Spoor(102)
‘Wie?’
‘Shahied Osman. Uit de Kaap.’
‘Ken jij Osman?’
‘Hij is eigenlijk meer een zakelijke kennis, als ik eerlijk ben. Ik zei gisteren toevallig tegen hem door de telefoon dat ik in Walvisbaai ben, en toen vertelde hij dat hij een maand of wat geleden hier zaken heeft gedaan. Met jullie.’
‘Kleine wereld,’ zegt ze.
‘Ik wist niet eens dat hij vis importeerde.’
‘Nee, dat doet hij ook niet.’
‘O?’
‘Wat voor werk doet de Osman die jij kent?’
‘Import.’ Expres vaag.
‘Dat is niet wat hij ons heeft verteld. Hij zei dat hij tussenhandelaar was. Speculant.’
‘In vis?’
‘Nee. In boten. Hij wilde een van onze boten kopen.’
60
Aan het Waterfront in Kaapstad, waar duizend lichtjes spiegelend op het water naast pier 4 dobberen, luistert Milla naar Lukas Becker. Ze luistert naar zijn stem, de klank en intonatie; rustig, vredig, zacht. Met een vleugje zelfverloochening, alsof hij en zijn leven alleen dankzij haar belangstelling de moeite waard zijn. En iets anders, een zuiverheid die in haar resoneert, een warmte, voor haar, voor hén.
Vertel eens over die opgravingen, heeft ze hem gevraagd, alsof ze er niets van weet.

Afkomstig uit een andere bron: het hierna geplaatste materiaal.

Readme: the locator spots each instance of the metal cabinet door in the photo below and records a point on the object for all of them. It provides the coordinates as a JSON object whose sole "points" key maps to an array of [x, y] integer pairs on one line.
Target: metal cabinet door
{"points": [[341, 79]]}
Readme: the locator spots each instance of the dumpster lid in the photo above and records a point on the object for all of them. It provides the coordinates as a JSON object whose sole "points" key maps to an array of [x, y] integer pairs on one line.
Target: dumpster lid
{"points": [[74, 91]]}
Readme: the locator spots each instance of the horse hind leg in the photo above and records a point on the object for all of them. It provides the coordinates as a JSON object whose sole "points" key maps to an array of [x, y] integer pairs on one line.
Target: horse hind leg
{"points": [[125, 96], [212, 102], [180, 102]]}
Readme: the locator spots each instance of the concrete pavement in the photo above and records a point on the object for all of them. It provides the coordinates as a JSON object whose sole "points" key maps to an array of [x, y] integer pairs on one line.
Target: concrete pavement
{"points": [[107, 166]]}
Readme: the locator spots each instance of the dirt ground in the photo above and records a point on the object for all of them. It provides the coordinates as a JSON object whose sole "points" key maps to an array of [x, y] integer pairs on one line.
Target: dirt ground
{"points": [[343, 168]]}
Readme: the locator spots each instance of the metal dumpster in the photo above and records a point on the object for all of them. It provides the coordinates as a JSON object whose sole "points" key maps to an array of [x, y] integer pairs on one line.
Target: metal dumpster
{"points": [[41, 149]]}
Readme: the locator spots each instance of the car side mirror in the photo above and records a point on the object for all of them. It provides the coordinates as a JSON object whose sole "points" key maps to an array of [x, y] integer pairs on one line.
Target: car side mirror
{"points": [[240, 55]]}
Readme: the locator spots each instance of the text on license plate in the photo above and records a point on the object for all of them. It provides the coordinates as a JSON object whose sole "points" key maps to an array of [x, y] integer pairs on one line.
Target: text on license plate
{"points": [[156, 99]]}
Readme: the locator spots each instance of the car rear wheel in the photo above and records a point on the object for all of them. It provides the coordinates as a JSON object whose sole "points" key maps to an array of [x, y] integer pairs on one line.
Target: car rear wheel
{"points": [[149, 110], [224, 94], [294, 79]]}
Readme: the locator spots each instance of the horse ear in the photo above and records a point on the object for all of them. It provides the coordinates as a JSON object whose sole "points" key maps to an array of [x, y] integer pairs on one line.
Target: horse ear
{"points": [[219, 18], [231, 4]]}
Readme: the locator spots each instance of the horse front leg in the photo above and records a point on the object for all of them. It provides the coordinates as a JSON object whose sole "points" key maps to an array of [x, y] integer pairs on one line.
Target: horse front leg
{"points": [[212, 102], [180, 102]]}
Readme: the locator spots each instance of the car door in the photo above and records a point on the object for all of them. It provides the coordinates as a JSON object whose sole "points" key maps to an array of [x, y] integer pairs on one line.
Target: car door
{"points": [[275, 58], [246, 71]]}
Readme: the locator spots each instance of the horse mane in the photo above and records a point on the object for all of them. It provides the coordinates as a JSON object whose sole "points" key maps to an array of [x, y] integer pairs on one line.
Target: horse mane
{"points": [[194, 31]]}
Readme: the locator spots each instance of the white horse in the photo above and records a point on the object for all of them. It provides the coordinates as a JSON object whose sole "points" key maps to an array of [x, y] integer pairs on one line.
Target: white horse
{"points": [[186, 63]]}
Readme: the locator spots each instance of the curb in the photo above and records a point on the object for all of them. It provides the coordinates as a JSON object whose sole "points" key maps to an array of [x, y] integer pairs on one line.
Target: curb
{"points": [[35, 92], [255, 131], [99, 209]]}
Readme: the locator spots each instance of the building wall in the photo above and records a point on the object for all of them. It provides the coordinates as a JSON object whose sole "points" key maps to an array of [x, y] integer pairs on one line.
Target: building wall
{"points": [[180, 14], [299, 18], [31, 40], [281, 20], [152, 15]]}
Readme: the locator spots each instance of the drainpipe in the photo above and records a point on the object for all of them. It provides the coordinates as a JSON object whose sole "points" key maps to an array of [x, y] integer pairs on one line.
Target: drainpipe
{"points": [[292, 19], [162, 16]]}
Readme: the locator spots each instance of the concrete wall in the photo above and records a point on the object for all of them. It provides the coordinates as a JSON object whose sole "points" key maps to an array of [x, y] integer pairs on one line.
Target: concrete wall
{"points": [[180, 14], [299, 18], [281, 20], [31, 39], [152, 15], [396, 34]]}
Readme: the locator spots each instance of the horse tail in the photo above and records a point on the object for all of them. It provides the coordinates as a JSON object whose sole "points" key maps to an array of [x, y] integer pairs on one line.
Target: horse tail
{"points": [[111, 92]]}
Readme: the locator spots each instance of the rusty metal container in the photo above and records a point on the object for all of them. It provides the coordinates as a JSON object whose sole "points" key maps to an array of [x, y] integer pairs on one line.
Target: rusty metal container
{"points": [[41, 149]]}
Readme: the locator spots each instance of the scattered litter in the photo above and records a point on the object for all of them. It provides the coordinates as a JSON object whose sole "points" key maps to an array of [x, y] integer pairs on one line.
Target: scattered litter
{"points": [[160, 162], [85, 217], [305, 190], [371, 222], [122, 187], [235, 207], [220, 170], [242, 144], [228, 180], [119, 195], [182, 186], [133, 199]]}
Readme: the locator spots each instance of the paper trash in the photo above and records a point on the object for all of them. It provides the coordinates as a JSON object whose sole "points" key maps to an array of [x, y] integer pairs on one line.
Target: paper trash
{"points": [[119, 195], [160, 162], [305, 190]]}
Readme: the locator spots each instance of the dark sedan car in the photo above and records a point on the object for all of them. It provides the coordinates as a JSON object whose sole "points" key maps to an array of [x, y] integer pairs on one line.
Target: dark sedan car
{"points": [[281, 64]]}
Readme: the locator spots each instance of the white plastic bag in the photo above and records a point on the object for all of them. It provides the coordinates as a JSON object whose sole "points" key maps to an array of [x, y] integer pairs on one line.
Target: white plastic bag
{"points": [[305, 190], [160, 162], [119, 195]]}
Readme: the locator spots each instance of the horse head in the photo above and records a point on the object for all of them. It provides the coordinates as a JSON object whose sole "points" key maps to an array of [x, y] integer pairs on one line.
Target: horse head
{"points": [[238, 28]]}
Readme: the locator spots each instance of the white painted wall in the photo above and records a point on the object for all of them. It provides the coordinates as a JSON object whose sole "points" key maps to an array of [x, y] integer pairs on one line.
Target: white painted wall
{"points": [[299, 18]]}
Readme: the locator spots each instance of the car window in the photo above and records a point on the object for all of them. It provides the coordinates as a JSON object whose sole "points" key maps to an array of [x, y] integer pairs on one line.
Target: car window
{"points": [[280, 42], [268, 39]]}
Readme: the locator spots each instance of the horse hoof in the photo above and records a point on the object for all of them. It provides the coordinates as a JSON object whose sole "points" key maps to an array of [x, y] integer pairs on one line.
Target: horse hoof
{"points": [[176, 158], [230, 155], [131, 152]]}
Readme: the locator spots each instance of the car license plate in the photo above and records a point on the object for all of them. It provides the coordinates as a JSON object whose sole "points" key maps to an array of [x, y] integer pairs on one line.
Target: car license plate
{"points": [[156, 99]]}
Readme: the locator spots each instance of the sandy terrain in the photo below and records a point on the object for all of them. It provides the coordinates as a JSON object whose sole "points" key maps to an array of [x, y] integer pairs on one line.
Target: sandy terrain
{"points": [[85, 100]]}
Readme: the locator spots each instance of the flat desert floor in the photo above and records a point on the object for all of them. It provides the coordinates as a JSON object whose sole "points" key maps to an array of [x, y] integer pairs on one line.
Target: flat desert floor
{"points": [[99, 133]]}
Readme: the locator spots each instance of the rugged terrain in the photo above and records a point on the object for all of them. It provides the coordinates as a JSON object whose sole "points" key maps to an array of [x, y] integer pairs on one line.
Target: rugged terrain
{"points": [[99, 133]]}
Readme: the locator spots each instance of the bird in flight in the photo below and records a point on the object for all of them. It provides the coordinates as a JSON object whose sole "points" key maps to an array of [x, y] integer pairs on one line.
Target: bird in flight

Hij heeft gezegd dat het een van de boeiendste ervaringen in zijn leven was.
‘Waarom?’
‘Ik ga je vervelen.’
‘Nee hoor.’
Hij eet eerst nog wat. Dan zegt hij: ‘Heb jij weleens over de vlaktes van de Vrystaat gelopen en je afgevraagd hoe die er honderdduizend jaar geleden uitzagen? Heb je weleens in het veld iets zien blinken en het opgeraapt en tussen je vingers gedraaid; een stukje struisvogelei, rond geschuurd, een gaatje erin, en je afgevraagd wie het om zijn hals heeft gedragen? Hoe het geweest moet zijn om toen te leven. Toen de springbokken bij duizenden over de savanne trokken, toen mensen ’s nachts vuur maakten om de leeuwen weg te houden, daar waar nu alleen koeien en schapen en beschaving zijn. Heb je je weleens afgevraagd waarom deze aarde, dit Afrika ons zo aanspreekt, ons Europeanen? Ik vraag me dat al af vanaf mijn jeugd, vanaf mijn zeventiende of achttiende. Waar komt de liefde voor dit landschap vandaan? Waarom willen we het bezitten? Waarom hebben Afrikanen, en vooral Afrikaners, zo’n sterke binding met grond, zo’n diep verlangen naar grond. En speciaal naar een boerderij. Waar komt dat vandaan? Het zat in mijn vader en het zit in mij. En toen ben ik gaan zoeken naar de antwoorden en besefte ik steeds meer dat dit iets nieuws is. Tien-, misschien twaalfduizend jaar oud. Daarvoor was de mens een zwerver, een nomadische jager en verzamelaar die de planeet bevolkte door achter voedselbronnen aan te trekken. Alles behoorde ons toe, de hele aarde. Tweehonderdduizend jaar lang, als je alleen naar de homo sapiens kijkt. Bijna tweeënhalf miljoen jaar, als je de homo habilis ook meerekent. De wereld was onze woning, het voorbij horizons trekken, de vrijheid, de beweging, dat zat in onze genen, dat was onze drijfveer. En toen, tussen de achttien- en veertienduizend jaar geleden, maakten de Kebaran uit de Levant plaats voor de Natufianen, die voor het eerst grassen zaaiden...’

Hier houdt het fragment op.